Omicidio in via Caracciolo a Foggia
Un grave fatto di cronaca ha scosso la città di Foggia nella serata di ieri. Un uomo di 42 anni, noto come Annibale Dino Carta, è stato vittima di un agguato mortale. L'uomo, che svolgeva la professione di personal trainer e non aveva precedenti penali, è stato colpito da diversi proiettili. L'episodio è avvenuto in via Caracciolo. Questa strada si trova in una zona semicentrale della città. La zona è vicina allo stadio Zaccheria.
La vittima risiedeva in un palazzo proprio in quella zona. Si trovava all'esterno della sua abitazione. Stava compiendo un'azione quotidiana: portare a spasso il suo cane. È stato in quel momento che è stato raggiunto dai colpi. La violenza dell'azione ha lasciato sgomenti i residenti.
Indagini dei carabinieri sull'omicidio
Immediatamente dopo la scoperta del corpo, sono intervenuti i carabinieri. Le forze dell'ordine hanno avviato le indagini per ricostruire l'esatta dinamica dei fatti. Le prime informazioni raccolte suggeriscono che l'uomo sia stato colpito da almeno quattro proiettili.

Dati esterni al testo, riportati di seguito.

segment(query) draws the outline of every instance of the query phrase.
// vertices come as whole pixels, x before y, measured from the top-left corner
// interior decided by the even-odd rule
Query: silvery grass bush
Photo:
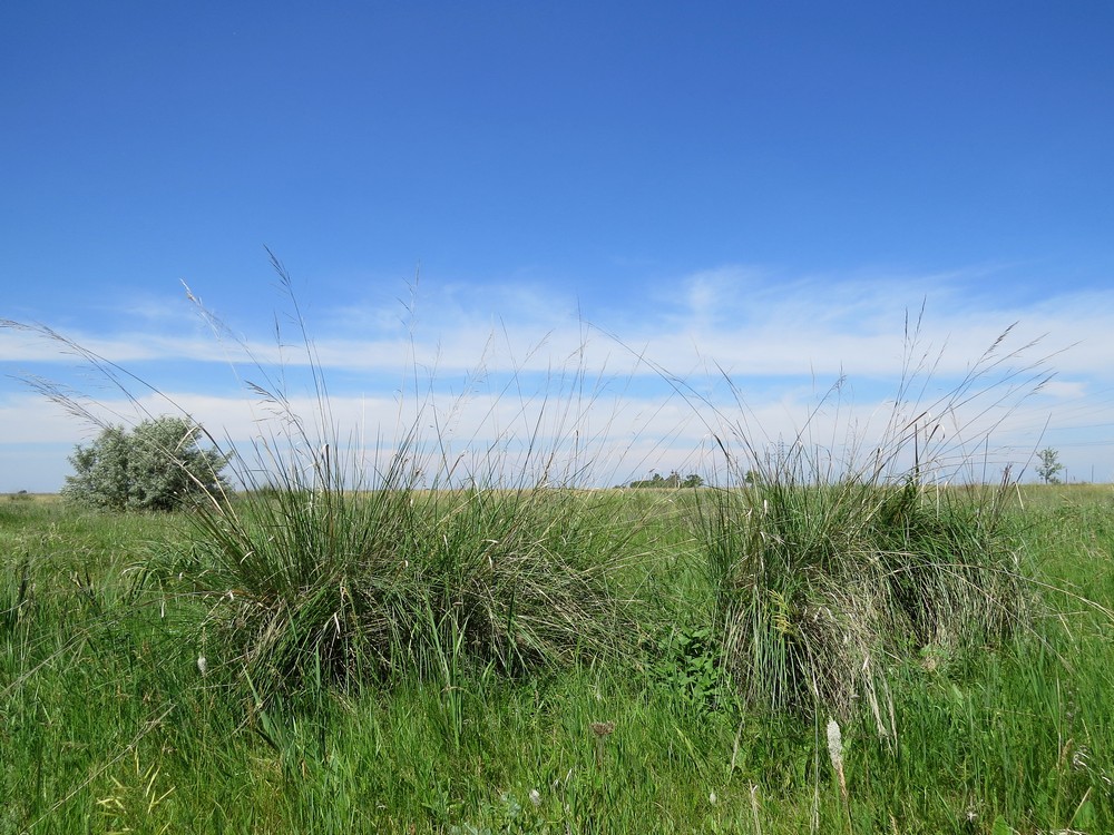
[[[725,468],[695,518],[724,657],[746,703],[812,715],[864,705],[889,735],[891,665],[932,667],[1025,625],[1028,589],[1003,515],[1016,482],[1007,466],[987,483],[986,441],[1047,375],[1042,361],[1024,361],[1032,345],[1010,351],[1008,337],[926,402],[939,360],[920,348],[920,320],[907,321],[881,438],[849,432],[839,463],[813,442],[819,409],[771,451],[733,390],[744,418],[714,428]],[[837,384],[821,406],[838,412],[840,397]]]
[[[307,687],[411,676],[451,688],[470,671],[527,675],[618,652],[633,630],[613,572],[634,527],[620,525],[599,494],[577,489],[592,465],[590,443],[571,429],[577,415],[568,410],[595,397],[583,366],[550,380],[559,391],[543,394],[541,415],[525,436],[466,441],[457,454],[451,415],[437,409],[431,387],[421,402],[414,364],[404,395],[419,401],[416,416],[397,436],[380,438],[369,462],[363,445],[336,426],[291,278],[272,262],[305,354],[314,413],[299,413],[290,369],[256,361],[189,294],[216,337],[247,352],[255,379],[246,386],[271,420],[248,444],[205,433],[228,462],[228,482],[203,482],[169,444],[150,446],[204,498],[185,517],[188,552],[166,556],[163,570],[205,601],[195,640],[206,674],[242,674],[265,701]],[[137,391],[177,409],[153,385],[49,328],[2,324],[59,343],[144,418],[154,415]],[[31,382],[106,425],[96,403]],[[422,435],[424,426],[433,426],[432,436]]]
[[[145,420],[134,430],[109,425],[69,462],[61,495],[110,511],[173,511],[227,489],[227,463],[198,445],[199,428],[179,416]]]

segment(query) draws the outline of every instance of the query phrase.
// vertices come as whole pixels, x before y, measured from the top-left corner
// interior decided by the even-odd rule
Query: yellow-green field
[[[713,495],[592,491],[561,494],[556,510],[549,498],[458,495],[360,552],[377,576],[424,567],[375,600],[413,589],[433,600],[453,572],[490,570],[494,584],[518,583],[507,608],[495,592],[469,602],[487,588],[469,574],[446,593],[450,609],[476,607],[470,619],[430,603],[428,636],[405,621],[409,638],[385,623],[390,640],[358,644],[344,636],[387,616],[354,590],[373,577],[341,572],[330,576],[341,602],[281,621],[294,631],[267,652],[280,621],[258,612],[304,589],[258,590],[274,578],[224,589],[216,552],[258,531],[235,540],[212,520],[0,497],[0,833],[1114,832],[1112,488],[1014,490],[995,541],[1024,611],[981,644],[885,645],[874,689],[856,670],[847,687],[818,688],[842,705],[802,703],[808,681],[797,700],[763,703],[743,680],[760,671],[725,656],[722,596],[742,574],[710,568],[712,511],[724,511]],[[400,507],[309,521],[381,525]],[[260,542],[283,539],[285,510],[251,512]],[[302,554],[310,563],[355,547],[317,534],[299,540],[324,549]],[[410,550],[384,544],[403,540]],[[465,551],[475,564],[432,568]],[[524,576],[555,567],[575,577]],[[824,615],[794,609],[790,588],[763,600],[784,605],[771,622],[792,648]],[[235,608],[242,595],[255,597]],[[400,607],[382,611],[408,617]],[[570,618],[595,619],[566,625],[583,642],[563,642]],[[932,635],[959,635],[952,626]]]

L'arma utilizzata era molto probabilmente una pistola di piccolo calibro. Gli inquirenti stanno lavorando per identificare i responsabili e comprendere il movente di questo efferato crimine.

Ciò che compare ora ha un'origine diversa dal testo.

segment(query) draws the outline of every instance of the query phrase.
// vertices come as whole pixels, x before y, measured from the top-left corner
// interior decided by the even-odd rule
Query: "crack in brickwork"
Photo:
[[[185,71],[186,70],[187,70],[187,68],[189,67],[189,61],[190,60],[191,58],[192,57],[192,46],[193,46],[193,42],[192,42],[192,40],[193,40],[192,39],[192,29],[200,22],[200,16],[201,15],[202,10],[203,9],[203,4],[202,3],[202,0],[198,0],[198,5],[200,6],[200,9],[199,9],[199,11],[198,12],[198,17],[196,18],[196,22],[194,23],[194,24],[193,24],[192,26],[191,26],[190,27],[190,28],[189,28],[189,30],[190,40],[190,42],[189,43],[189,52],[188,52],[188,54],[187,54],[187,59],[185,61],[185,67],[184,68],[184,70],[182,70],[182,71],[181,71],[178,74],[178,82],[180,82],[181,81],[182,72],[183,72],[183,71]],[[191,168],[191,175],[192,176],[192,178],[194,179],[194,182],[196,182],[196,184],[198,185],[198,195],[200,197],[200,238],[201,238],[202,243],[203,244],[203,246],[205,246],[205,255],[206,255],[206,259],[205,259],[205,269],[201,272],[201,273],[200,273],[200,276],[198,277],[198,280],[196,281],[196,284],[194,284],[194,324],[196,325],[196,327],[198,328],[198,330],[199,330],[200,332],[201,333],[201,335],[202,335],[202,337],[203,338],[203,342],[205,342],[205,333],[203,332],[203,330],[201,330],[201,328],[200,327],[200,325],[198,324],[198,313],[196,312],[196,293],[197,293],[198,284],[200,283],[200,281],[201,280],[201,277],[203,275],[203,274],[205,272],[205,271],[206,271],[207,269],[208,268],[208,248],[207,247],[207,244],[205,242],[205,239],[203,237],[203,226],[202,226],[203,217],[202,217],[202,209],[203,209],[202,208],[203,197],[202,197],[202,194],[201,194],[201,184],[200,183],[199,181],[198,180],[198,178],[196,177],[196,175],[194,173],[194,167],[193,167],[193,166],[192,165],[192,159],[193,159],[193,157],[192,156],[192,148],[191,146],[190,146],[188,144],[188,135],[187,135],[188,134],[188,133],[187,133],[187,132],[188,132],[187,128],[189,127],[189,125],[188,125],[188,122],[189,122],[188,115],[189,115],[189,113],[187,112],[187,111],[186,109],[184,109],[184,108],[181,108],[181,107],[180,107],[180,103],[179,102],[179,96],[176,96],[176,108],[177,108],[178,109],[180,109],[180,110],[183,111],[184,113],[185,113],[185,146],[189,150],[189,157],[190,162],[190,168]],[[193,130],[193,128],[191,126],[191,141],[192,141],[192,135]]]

La zona dell'omicidio è stata transennata. Sono in corso i rilievi scientifici da parte della polizia scientifica. Si cercano elementi utili a risalire agli assassini. La comunità locale è scossa dalla violenza dell'atto. Si spera in un rapido chiarimento.

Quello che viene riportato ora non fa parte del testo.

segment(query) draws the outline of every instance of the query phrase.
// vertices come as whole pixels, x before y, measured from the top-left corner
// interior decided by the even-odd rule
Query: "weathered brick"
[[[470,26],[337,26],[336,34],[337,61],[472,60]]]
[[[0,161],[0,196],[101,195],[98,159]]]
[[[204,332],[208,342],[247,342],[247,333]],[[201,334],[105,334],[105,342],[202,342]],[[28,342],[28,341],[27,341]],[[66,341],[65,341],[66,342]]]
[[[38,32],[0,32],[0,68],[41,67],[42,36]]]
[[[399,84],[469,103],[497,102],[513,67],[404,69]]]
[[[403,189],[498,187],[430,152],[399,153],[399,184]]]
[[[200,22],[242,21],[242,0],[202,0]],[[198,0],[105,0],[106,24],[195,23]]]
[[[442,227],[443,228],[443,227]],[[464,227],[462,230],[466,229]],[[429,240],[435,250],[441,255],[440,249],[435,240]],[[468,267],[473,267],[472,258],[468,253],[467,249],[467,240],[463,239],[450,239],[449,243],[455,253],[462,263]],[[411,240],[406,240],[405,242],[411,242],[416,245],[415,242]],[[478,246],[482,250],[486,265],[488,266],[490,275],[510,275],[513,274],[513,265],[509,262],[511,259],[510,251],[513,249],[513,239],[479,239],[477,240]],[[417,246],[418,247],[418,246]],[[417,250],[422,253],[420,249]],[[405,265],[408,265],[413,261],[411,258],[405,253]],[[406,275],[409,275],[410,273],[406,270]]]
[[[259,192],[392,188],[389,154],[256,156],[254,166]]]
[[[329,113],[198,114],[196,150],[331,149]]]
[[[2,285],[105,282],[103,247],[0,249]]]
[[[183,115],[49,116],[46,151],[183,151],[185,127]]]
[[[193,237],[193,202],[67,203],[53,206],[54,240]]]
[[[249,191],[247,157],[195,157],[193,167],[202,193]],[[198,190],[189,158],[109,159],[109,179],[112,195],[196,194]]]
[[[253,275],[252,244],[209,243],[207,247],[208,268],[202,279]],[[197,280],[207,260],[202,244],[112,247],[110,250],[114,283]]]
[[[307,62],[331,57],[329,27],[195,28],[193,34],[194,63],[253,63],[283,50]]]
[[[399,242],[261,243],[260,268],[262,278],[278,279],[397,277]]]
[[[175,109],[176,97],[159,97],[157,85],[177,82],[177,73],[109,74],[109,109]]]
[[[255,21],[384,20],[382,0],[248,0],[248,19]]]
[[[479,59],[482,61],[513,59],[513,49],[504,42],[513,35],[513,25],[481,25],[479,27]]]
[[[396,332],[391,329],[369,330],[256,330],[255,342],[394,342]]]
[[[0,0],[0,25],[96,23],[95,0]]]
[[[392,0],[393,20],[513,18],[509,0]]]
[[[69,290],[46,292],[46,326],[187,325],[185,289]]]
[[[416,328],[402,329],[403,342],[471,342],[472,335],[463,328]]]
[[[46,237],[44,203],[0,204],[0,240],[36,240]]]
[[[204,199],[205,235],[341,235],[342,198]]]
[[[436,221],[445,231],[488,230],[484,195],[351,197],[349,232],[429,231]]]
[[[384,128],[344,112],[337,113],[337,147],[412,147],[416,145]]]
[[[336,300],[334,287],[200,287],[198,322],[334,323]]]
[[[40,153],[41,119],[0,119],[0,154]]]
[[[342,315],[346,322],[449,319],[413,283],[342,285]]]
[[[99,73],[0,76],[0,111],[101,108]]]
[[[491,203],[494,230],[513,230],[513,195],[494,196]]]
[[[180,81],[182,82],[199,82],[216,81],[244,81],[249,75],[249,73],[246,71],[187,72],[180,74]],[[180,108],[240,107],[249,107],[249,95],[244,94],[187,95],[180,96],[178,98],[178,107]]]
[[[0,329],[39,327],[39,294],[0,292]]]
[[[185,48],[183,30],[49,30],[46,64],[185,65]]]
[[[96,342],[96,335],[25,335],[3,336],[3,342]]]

La comunità sconvolta dal tragico evento
I residenti della zona hanno espresso profondo cordoglio e sgomento. Alcuni di loro hanno rilasciato dichiarazioni all'ANSA, descrivendo la vittima come una persona perbene. «Una bravissima persona», hanno raccontato. Hanno aggiunto che era «sposato con figli piccoli». Lo hanno definito un individuo «tranquillo».
Molti non si sono accorti immediatamente di quanto stesse accadendo. Hanno riferito di aver udito «alcuni colpi». Non avevano compreso subito la gravità della situazione. La realizzazione che si trattasse di colpi d'arma da fuoco è sopraggiunta dopo. La notizia della morte ha generato un clima di paura e incredulità. «Davvero una cosa terribile», hanno concluso i vicini.
Le indagini proseguono a tutto campo. I carabinieri stanno raccogliendo testimonianze e analizzando eventuali immagini delle telecamere di sorveglianza presenti nella zona. L'obiettivo è ricostruire i movimenti dei sospetti prima e dopo l'omicidio. La speranza è che giustizia venga fatta rapidamente per Annibale Dino Carta e la sua famiglia.